Lila’s fingers tightened on the knives, searching his clothes, the way they fell, trying to find the points that weren’t armored. The man, meanwhile, turned his head, and studied the clock on the wall instead of her.

As if she weren’t even a threat.

Lila was offended, but the disrespect gave her the opening she needed, and she took it, springing toward him, angling the dagger toward his throat.

At the last moment, the masked face turned back toward her. At the same time, his hand came up, and caught the knife by the blade, wrenching it forward.

Lila should have let go.

Afterward, she would play the fight back in her head, over and over, and every time, she would regret that moment. She should have let go, but she didn’t, and when the man pulled the blade forward, he pulled her too, off-balance, and as he did, his other palm came to rest against the side of her head, and slammed it down into the wooden desk.

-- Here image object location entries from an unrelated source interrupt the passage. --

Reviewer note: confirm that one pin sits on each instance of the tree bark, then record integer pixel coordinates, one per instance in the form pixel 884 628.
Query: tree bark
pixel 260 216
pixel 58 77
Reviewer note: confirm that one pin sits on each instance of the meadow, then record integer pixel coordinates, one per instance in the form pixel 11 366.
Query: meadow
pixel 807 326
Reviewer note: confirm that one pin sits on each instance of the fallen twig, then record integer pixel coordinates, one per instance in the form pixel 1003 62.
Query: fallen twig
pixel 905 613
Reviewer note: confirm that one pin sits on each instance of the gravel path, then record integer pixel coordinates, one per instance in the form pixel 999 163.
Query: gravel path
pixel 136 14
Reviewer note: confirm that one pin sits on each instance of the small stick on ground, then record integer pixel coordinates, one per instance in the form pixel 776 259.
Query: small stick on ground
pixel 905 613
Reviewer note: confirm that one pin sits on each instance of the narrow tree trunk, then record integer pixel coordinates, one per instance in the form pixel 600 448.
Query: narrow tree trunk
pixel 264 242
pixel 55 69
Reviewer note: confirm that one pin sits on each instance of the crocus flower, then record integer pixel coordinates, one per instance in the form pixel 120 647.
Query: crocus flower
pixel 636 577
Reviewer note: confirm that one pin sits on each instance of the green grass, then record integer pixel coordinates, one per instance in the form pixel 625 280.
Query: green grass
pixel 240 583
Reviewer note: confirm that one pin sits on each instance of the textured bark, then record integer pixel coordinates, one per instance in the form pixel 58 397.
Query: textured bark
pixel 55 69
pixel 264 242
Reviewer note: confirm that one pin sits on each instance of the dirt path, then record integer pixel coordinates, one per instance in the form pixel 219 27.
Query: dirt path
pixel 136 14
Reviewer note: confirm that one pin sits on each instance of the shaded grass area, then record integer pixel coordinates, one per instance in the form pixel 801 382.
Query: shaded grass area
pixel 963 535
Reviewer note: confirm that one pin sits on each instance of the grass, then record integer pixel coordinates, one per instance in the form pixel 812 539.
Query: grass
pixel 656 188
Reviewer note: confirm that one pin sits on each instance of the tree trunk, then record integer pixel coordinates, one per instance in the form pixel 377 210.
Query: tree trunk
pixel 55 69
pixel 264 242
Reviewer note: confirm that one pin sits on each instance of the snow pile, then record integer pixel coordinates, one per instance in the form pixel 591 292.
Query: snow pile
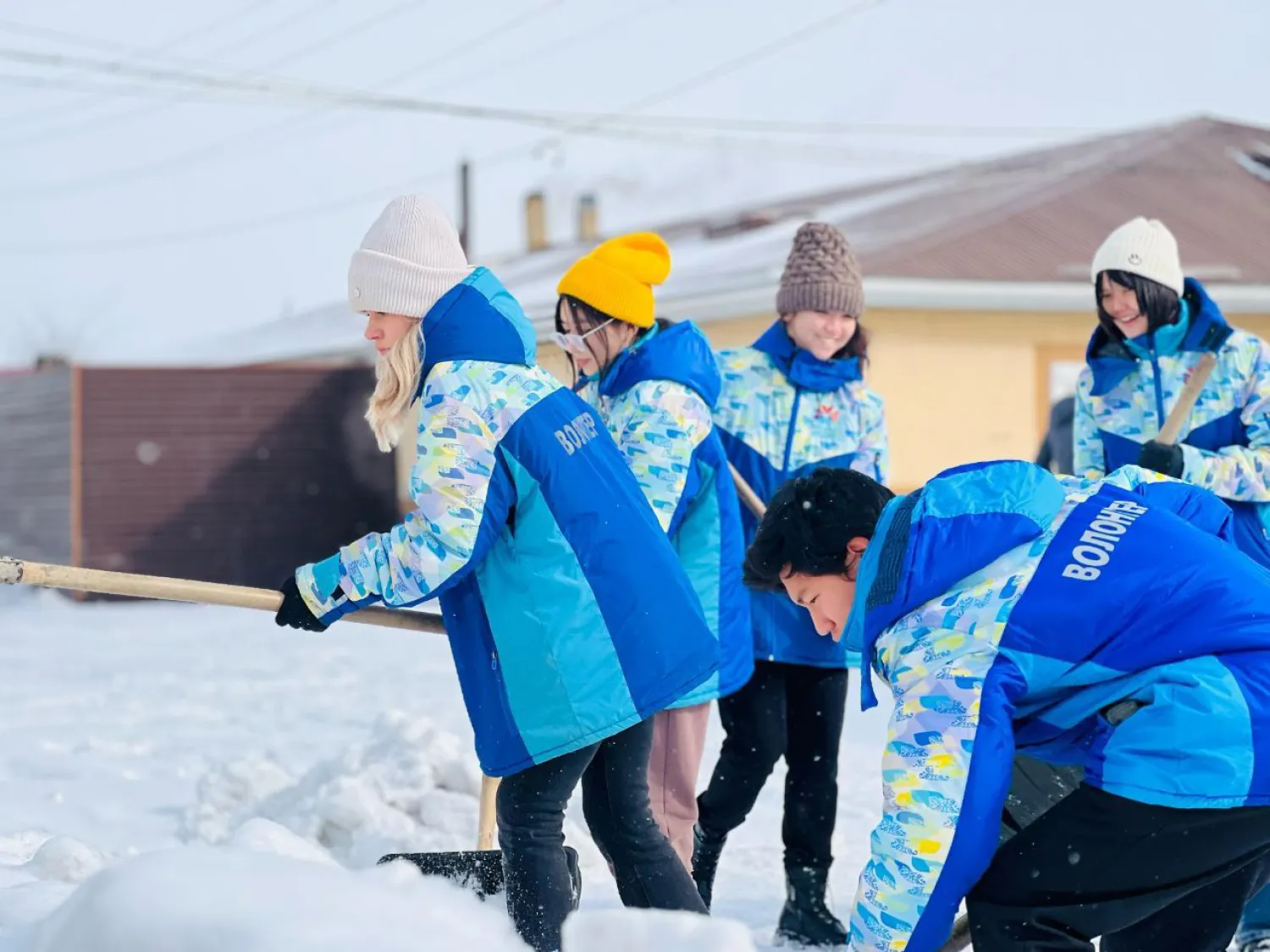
pixel 64 860
pixel 208 899
pixel 647 929
pixel 411 787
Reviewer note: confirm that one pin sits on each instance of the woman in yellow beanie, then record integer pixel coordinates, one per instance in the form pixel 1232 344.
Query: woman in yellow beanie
pixel 655 386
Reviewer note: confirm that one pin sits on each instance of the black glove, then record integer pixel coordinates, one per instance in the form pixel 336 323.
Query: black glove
pixel 295 612
pixel 1161 457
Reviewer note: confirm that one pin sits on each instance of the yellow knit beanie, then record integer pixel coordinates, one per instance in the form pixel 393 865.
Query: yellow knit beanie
pixel 617 277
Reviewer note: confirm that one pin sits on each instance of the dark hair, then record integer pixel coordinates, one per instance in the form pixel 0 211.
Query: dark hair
pixel 588 319
pixel 809 523
pixel 1155 300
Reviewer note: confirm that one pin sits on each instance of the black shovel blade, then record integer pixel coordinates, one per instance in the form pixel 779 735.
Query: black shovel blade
pixel 479 870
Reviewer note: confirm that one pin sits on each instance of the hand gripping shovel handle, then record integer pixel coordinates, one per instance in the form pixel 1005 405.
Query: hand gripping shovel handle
pixel 1180 413
pixel 14 571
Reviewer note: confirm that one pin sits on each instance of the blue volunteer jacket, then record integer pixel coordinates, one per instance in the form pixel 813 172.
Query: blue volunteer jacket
pixel 538 541
pixel 781 414
pixel 1127 390
pixel 657 399
pixel 1011 611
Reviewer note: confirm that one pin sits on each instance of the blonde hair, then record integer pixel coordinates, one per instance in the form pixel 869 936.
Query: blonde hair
pixel 396 382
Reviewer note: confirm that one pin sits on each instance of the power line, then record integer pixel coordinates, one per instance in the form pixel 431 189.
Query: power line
pixel 292 56
pixel 262 140
pixel 284 91
pixel 179 40
pixel 493 159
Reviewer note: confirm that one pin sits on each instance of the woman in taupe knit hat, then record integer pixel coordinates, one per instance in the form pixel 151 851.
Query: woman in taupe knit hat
pixel 790 403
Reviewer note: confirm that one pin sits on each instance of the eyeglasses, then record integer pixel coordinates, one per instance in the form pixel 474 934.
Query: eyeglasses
pixel 577 343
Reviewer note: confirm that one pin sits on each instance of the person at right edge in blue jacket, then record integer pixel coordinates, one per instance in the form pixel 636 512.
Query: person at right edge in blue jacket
pixel 792 401
pixel 1110 624
pixel 1153 325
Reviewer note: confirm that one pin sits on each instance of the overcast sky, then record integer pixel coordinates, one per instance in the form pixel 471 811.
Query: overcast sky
pixel 134 217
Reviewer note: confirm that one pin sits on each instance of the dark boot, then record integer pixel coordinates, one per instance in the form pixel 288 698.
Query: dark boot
pixel 705 861
pixel 805 919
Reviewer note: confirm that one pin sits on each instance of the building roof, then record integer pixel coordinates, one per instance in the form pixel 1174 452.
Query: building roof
pixel 1030 218
pixel 1015 233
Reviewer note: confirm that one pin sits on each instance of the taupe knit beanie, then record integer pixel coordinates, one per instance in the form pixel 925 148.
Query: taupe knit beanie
pixel 820 273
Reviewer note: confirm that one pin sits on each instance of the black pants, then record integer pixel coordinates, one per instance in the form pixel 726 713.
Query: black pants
pixel 1145 878
pixel 792 711
pixel 531 804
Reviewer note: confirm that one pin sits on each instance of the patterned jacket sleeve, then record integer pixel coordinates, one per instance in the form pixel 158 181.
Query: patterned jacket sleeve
pixel 874 454
pixel 462 499
pixel 658 426
pixel 1089 459
pixel 947 771
pixel 1236 472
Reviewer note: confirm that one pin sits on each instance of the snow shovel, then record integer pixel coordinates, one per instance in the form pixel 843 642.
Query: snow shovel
pixel 747 494
pixel 14 571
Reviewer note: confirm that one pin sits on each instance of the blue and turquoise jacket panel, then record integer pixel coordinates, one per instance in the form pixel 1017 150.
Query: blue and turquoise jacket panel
pixel 1128 388
pixel 657 400
pixel 535 536
pixel 1008 609
pixel 781 414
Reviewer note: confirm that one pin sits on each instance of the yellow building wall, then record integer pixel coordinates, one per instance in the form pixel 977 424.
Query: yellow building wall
pixel 959 386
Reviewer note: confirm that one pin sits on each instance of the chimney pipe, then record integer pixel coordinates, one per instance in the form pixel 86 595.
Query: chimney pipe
pixel 588 217
pixel 536 221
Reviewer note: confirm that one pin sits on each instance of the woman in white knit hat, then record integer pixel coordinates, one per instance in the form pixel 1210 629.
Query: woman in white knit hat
pixel 530 528
pixel 1153 327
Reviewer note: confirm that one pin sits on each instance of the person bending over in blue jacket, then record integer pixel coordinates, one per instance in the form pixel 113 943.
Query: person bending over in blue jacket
pixel 1110 624
pixel 528 527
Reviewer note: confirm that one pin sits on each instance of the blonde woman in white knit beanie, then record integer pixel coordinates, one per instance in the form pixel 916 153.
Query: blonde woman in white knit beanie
pixel 571 619
pixel 1153 327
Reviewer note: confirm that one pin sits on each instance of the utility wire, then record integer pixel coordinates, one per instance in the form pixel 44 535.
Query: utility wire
pixel 492 159
pixel 150 51
pixel 266 136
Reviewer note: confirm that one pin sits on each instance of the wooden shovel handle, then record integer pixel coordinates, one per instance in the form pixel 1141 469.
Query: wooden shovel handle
pixel 1180 413
pixel 104 583
pixel 747 494
pixel 487 823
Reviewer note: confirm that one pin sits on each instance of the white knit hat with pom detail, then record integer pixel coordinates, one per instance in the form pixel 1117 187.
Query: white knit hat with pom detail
pixel 409 259
pixel 1146 248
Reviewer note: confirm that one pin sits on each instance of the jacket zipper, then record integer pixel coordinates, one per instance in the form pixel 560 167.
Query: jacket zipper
pixel 789 436
pixel 1160 393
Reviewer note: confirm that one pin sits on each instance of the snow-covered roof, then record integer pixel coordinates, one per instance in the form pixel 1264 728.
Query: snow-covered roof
pixel 986 235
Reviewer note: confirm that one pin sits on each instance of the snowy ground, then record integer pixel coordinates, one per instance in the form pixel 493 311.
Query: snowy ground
pixel 235 784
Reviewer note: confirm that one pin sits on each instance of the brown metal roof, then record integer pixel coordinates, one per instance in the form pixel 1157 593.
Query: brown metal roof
pixel 1041 216
pixel 231 475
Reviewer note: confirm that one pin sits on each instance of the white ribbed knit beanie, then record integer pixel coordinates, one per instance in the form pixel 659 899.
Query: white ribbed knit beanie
pixel 1146 248
pixel 408 261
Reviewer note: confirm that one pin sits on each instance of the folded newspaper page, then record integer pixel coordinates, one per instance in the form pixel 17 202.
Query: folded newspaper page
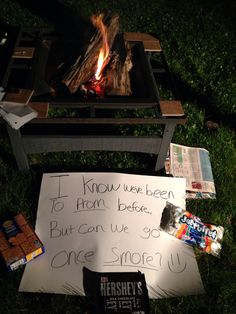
pixel 192 163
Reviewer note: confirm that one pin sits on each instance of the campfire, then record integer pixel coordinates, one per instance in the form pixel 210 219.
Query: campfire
pixel 103 68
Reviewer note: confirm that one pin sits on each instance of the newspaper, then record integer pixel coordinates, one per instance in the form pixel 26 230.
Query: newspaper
pixel 192 163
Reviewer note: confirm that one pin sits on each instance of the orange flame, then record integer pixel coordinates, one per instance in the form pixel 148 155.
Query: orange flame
pixel 97 21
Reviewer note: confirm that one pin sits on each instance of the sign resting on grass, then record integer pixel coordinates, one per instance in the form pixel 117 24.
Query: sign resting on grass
pixel 108 222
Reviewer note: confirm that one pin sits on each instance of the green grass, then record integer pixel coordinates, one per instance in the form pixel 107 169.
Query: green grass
pixel 198 41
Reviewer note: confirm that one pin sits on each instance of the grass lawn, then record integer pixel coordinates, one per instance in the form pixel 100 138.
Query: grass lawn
pixel 198 38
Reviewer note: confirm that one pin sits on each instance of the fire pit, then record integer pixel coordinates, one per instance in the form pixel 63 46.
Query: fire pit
pixel 32 58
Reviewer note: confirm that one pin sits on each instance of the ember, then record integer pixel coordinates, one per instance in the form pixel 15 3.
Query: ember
pixel 103 69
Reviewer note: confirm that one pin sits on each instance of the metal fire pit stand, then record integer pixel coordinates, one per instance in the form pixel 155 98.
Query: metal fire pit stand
pixel 28 142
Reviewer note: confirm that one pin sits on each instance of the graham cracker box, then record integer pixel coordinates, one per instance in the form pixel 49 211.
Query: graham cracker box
pixel 19 244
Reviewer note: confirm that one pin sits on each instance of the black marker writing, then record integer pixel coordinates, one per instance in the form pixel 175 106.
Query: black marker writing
pixel 133 189
pixel 123 228
pixel 60 176
pixel 90 205
pixel 57 231
pixel 92 187
pixel 159 193
pixel 135 259
pixel 68 258
pixel 134 207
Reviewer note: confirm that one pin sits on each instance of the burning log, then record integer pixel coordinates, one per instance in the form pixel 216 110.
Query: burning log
pixel 84 67
pixel 103 69
pixel 117 73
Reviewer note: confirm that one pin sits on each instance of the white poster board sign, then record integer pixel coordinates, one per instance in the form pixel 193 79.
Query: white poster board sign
pixel 109 222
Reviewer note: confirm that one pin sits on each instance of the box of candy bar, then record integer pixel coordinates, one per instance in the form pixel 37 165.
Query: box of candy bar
pixel 116 292
pixel 191 229
pixel 19 244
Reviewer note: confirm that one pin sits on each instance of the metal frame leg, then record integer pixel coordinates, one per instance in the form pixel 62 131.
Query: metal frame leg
pixel 18 149
pixel 165 144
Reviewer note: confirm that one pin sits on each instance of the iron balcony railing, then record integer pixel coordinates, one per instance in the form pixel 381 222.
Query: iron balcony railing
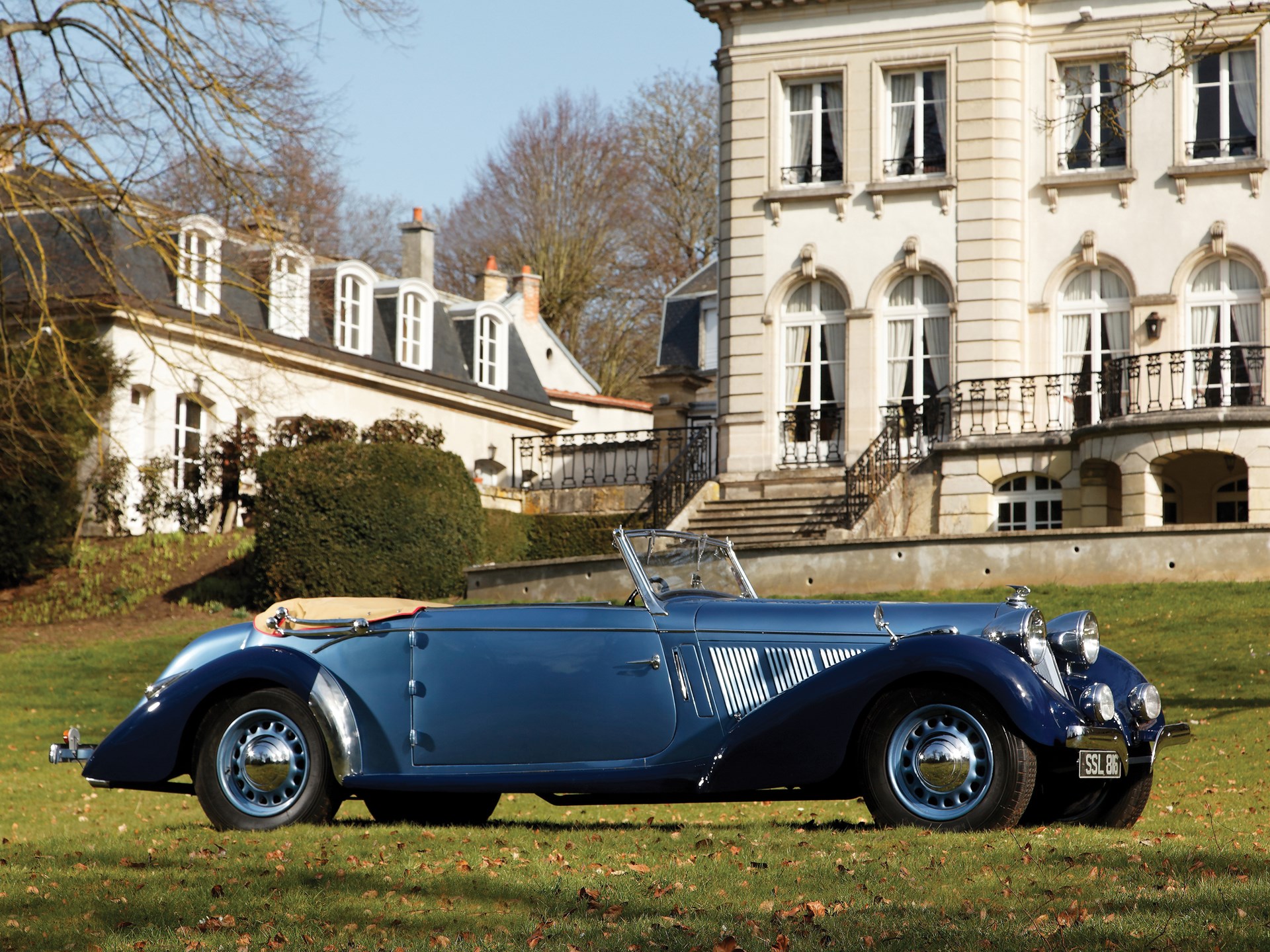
pixel 810 437
pixel 934 164
pixel 908 432
pixel 1232 147
pixel 810 175
pixel 1138 383
pixel 610 459
pixel 686 474
pixel 1109 155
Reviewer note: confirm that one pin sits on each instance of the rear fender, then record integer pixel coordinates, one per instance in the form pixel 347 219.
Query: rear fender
pixel 148 746
pixel 802 736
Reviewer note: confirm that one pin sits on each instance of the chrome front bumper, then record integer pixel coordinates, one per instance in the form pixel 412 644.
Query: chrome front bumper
pixel 1085 738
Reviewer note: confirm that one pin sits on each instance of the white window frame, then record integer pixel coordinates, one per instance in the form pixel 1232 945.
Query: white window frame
pixel 353 324
pixel 818 145
pixel 1224 104
pixel 414 325
pixel 288 291
pixel 1095 99
pixel 198 264
pixel 919 103
pixel 1029 498
pixel 182 430
pixel 491 371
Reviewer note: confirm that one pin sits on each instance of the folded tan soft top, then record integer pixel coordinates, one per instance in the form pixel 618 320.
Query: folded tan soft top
pixel 372 610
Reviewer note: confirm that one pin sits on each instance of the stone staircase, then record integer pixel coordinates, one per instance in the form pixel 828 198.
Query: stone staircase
pixel 759 509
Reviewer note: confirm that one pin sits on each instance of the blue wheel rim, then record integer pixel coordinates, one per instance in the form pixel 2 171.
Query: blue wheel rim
pixel 262 789
pixel 912 754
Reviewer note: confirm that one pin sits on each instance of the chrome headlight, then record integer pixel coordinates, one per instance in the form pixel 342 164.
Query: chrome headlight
pixel 1021 630
pixel 1144 703
pixel 1075 637
pixel 1097 702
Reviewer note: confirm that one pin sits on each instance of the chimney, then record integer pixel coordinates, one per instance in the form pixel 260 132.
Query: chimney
pixel 418 243
pixel 491 284
pixel 529 285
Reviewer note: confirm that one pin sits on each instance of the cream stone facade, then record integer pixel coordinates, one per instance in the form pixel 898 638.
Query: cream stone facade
pixel 1046 274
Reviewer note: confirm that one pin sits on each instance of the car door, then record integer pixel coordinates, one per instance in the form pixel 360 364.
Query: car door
pixel 539 684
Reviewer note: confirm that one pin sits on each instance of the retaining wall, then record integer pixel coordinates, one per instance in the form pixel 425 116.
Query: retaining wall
pixel 1060 556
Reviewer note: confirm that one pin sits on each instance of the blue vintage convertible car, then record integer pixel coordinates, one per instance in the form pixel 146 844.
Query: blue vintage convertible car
pixel 949 716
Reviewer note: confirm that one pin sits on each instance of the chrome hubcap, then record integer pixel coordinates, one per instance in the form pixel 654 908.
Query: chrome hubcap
pixel 939 762
pixel 263 763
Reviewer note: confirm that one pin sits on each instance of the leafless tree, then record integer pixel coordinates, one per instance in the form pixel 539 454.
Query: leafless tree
pixel 99 98
pixel 613 208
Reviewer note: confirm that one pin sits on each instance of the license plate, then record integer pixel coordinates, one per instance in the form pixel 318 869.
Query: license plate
pixel 1097 766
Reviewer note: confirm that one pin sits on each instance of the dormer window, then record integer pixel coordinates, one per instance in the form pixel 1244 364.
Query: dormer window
pixel 414 331
pixel 352 331
pixel 288 292
pixel 198 266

And everything went black.

IV

Two horses tore across the bridge.

They bore no royal markings, but anyone with a passing knowledge could tell they were bred well. Their coats were lush—one grey, the other white—and their hooves glinted as they galloped, as if they had been shod in gold.

Of course, Alucard had not bothered to tell Kell where they were going, only that it was on the coin.

“What coin?” Kell had demanded, swinging his leg over the grey mount the guards had brought him.

Alucard had let out an exasperated sigh. “From the dead thief, on Maris’s ship,” he’d said, as if that answered everything. “It gave the time and place, where the Hand would meet.”

Kell bristled—he did not know which bothered him more, that Lila had not told him about the coin, or that she had told Alucard instead.

“You knew she would go,” he’d snapped as Alucard had mounted the white horse and taken the reins. “You knew, and you said nothing.”

“I was distracted,” answered Alucard. “And I haven’t been a sailor for seven years. I have bigger concerns than the phase of the moon.”